Which of course then arrives at the problem: the original data plainly isn't stored in a byte exact form, and you can only recover it by providing an astounding specific input string (the 512 bit latent space vector). But that's not data which is contained within Stable Diffusion. It's equivalent to trying to sue a compression codec because a specific archive contains a copyrighted image.
This is the most salient point in this whole HN thread!
You can’t sue Stable Diffusion or the creators of it! That just seems silly.
But (I don’t know I’m not a lawyer) there might be an argument to sue an instance of Stable Diffusion and the creators of it.
I haven’t picked a side of this debate yet, but it has already become a fun debate to watch.
You can’t sue Canon for helping a user take better infringing copies of a painting, nor can you sue Apple or Nikon or Sony or Samsung… you can sue the user making an infringing image, not the tools they used to make the infringing image… the tools have no mens rea.
That's plainly untrue, as Stable Diffusion is not just the algorithm, but the trained model—trained on millions of copyrighted images.

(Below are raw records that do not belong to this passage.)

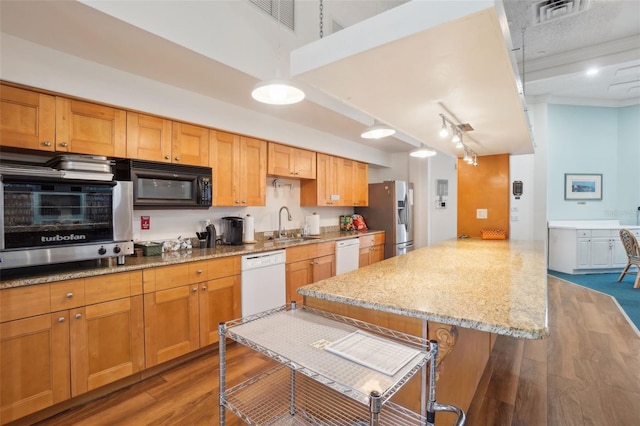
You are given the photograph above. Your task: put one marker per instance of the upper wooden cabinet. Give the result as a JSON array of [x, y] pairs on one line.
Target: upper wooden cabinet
[[361, 184], [190, 144], [87, 128], [148, 137], [339, 182], [288, 161], [27, 119], [239, 170]]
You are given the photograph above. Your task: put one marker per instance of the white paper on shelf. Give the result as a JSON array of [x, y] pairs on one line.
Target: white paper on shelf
[[382, 355]]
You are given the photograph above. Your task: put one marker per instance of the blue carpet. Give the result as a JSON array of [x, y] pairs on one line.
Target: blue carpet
[[627, 296]]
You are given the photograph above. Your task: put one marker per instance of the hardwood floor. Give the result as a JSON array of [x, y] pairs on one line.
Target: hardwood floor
[[586, 373]]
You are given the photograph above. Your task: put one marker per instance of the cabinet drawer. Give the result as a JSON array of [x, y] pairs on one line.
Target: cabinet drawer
[[198, 272], [324, 249], [164, 277], [224, 267], [111, 287], [67, 294], [24, 302], [371, 240]]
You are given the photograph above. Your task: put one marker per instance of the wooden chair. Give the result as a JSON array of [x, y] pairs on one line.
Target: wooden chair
[[630, 244]]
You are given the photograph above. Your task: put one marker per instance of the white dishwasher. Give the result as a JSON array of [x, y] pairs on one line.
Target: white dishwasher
[[347, 255], [263, 281]]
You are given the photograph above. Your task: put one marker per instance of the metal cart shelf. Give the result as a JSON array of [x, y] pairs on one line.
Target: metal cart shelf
[[312, 386]]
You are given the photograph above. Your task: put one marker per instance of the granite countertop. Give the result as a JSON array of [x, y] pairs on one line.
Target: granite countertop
[[589, 224], [488, 285], [46, 274]]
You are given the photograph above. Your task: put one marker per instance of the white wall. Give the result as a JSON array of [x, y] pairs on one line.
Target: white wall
[[169, 224], [37, 66]]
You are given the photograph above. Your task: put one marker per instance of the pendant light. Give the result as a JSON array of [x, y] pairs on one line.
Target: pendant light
[[444, 131], [277, 91], [377, 131], [423, 152]]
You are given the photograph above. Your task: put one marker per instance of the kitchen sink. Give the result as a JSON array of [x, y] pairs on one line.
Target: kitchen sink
[[288, 240]]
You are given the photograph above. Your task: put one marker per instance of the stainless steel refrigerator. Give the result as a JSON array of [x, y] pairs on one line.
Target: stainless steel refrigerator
[[391, 210]]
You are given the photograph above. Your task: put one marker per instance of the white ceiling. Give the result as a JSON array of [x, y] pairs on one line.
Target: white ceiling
[[463, 68]]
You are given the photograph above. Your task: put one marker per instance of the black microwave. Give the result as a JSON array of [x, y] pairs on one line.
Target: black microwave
[[166, 186]]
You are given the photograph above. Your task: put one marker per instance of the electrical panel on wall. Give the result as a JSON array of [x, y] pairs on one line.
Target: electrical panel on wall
[[442, 189]]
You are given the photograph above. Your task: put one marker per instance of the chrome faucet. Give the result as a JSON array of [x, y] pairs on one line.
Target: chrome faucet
[[280, 219]]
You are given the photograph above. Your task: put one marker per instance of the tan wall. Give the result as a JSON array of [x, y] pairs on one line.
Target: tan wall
[[483, 187]]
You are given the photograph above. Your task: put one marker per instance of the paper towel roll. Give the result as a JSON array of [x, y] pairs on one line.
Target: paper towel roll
[[249, 236], [313, 223]]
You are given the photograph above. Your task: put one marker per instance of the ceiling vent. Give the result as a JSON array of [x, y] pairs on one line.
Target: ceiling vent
[[281, 10], [552, 10]]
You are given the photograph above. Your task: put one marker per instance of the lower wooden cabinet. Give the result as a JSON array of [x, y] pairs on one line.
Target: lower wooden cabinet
[[94, 337], [34, 364], [219, 301], [171, 323], [308, 264], [184, 318], [107, 343], [371, 249]]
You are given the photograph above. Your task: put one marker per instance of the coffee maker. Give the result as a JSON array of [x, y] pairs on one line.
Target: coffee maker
[[232, 228]]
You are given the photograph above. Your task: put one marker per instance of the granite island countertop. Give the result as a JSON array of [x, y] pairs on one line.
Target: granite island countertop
[[52, 273], [487, 285]]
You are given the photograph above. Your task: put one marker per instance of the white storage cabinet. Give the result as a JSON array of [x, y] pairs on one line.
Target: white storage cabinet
[[312, 386], [582, 251]]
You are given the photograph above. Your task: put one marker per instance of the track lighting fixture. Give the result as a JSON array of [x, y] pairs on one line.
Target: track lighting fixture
[[377, 131], [423, 152], [444, 131], [458, 131]]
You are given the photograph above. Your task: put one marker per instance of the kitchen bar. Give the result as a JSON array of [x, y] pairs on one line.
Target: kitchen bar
[[460, 292]]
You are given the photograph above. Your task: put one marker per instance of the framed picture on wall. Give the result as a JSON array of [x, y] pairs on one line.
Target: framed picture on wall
[[580, 186]]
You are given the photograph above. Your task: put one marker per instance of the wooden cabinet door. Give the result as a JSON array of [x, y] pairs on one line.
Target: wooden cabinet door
[[280, 160], [171, 324], [253, 172], [377, 254], [361, 184], [219, 301], [190, 144], [86, 128], [34, 364], [298, 274], [225, 148], [328, 180], [28, 119], [324, 267], [148, 137], [305, 164], [107, 343], [346, 176]]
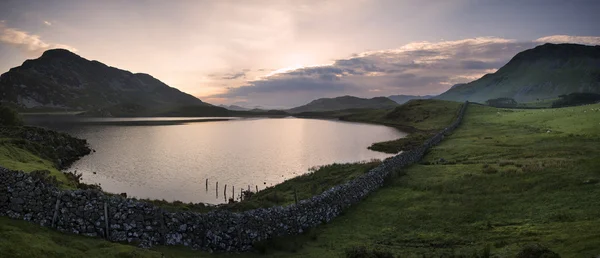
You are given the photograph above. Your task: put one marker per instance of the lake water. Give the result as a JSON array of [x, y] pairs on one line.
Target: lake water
[[172, 162]]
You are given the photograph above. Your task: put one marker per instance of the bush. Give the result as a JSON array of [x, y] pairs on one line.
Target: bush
[[9, 117], [363, 252], [536, 251], [501, 102], [576, 99], [489, 170]]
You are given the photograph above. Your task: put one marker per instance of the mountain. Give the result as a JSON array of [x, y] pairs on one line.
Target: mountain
[[401, 99], [234, 107], [543, 72], [61, 79], [345, 102]]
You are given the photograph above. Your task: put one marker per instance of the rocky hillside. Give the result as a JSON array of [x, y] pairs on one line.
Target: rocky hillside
[[63, 80], [345, 102], [543, 72], [401, 99]]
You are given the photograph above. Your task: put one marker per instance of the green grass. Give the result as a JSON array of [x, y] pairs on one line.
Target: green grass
[[424, 119], [14, 157], [544, 189], [23, 239], [317, 180], [305, 186], [508, 178], [542, 103], [421, 118]]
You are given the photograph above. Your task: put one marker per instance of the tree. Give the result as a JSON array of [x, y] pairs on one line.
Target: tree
[[9, 117]]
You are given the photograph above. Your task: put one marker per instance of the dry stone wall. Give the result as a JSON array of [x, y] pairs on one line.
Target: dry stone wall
[[93, 213]]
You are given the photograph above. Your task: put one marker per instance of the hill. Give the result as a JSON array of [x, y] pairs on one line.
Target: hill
[[234, 107], [543, 72], [344, 102], [401, 99], [60, 79]]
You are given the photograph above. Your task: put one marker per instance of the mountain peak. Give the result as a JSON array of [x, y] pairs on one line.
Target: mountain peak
[[558, 51], [64, 80], [344, 102], [543, 72], [59, 53]]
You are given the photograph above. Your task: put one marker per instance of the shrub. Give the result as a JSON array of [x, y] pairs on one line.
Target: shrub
[[501, 102], [490, 170], [9, 117], [576, 99], [536, 251], [363, 252]]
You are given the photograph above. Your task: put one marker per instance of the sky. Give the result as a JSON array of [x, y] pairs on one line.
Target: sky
[[285, 53]]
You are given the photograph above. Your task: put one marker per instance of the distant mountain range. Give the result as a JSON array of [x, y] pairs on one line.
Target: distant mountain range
[[543, 72], [344, 102], [401, 99], [63, 80], [234, 107]]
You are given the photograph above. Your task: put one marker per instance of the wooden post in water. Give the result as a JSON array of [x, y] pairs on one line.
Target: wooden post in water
[[295, 196], [106, 219], [55, 216]]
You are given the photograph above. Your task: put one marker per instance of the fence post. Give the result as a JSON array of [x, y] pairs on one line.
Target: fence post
[[55, 216], [106, 220], [295, 196]]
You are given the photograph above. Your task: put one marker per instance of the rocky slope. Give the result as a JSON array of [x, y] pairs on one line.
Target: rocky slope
[[401, 99], [344, 102], [543, 72], [63, 80]]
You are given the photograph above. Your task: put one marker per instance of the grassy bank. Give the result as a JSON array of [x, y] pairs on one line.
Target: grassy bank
[[505, 178], [30, 148]]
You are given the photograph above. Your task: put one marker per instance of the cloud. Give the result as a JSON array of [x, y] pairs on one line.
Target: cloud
[[30, 44], [586, 40], [418, 68], [233, 76]]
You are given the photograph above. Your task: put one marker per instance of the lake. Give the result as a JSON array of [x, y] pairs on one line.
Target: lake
[[173, 161]]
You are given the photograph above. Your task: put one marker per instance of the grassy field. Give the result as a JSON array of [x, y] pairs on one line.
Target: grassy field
[[15, 157], [503, 179]]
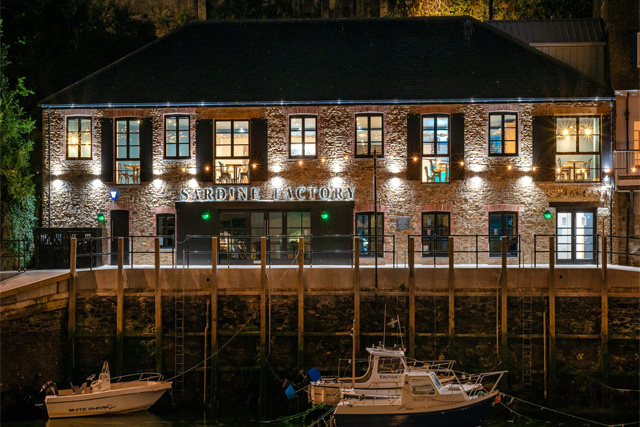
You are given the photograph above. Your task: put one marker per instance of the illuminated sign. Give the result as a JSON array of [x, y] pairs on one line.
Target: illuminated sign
[[284, 194]]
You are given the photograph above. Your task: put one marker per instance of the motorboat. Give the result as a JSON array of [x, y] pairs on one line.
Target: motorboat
[[423, 401], [382, 377], [106, 395]]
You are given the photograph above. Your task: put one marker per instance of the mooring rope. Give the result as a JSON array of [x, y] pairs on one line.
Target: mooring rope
[[544, 408]]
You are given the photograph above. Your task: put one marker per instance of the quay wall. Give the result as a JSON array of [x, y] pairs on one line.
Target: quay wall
[[445, 314]]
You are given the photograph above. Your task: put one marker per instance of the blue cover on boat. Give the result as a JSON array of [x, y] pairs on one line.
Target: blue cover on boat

SD might know how to violate copyright but is that enough to sue it? Or can you only sue violations it helps create?
That’s said, it does raise the question, “should this precedent be extended to humans?”
i.e. Can humans be taught something based on copyrighted materials in the training set/curriculum?
To address (b) first: Fair Use has long held that educational purposes are a valid reason for using copyrighted materials without express permission—for instance, showing a whole class a VHS or DVD, which would technically require a separate release otherwise.
For (a): I don't know anything about your background in ML, so pardon if this is all obvious, but at least current neural nets and other ML programs are not "AI" in anything like the kind of sense where "teaching" is an apt word to describe the process of creating the model. Certainly the reasoning behind the Fair Use exception for educating humans does not apply—there is no mind there to better; no person to improve the life, understanding, or skills of.
It's like the compression that occurs when I say "Mona Lisa" and you read it, and can know many aspects of that painting.
So while it would be possible to create a "Public Diffusion" that took the Stable Diffusion refinements of the ML techniques and created a model built solely out of public-domain art, as it stands, "Stable Diffusion" includes by definition the model that is built from the copyrighted works in question.